- Battle of Syme: Part of the Peloponnesian War
| Date | 411 BC |
| Location | Off Syme |
| Result | Spartan victory |

Belligerents
- Sparta: Athens

Commanders and leaders
- Astyoches: Charminus

Strength
- At least 27 ships: About 20 ships

Casualties and losses
- 3 ships: 6 ships

= Battle of Syme =

Naval battle during the Peloponnesian War (411 BC)

The Battle of Syme was a naval battle in 411 BC between Sparta and Athens, during the Peloponnesian War. It took place near the island of Syme in the south-eastern Aegean Sea.

In 411, the Spartans made an alliance with Persia. The alliance was made by Therimenes, who handed the Spartan fleet over to Astyochus once the negotiations were complete; Therimenes later drowned at sea. Astyochus was instructed to sail to Cnidus to meet up with twenty-seven ships from Caunus, equipped for them by the Persians. Meanwhile, the Athenian fleet was stationed at Samos under the command of Charminus. Charminus knew the Spartans were coming, having been informed by the Melians, and prepared to meet Astyochus at Syme.

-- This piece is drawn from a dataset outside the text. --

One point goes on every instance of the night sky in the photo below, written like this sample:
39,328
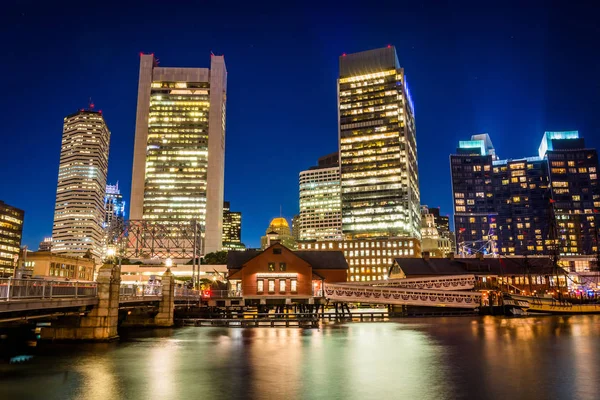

The fleets met during a storm, with poor visibility, and after many of the Spartan ships had become separated from the main fleet. With about twenty ships, Charminus battled with the Spartan left wing, the only portion visible to him, and sank three ships. However, the rest of the Spartan fleet then arrived and surrounded the Athenians. Charminus retreated to Halicarnassus after losing six ships. The rest of the Athenian fleet came out from Samos and sailed to Cnidus, but neither side was willing to fight another battle.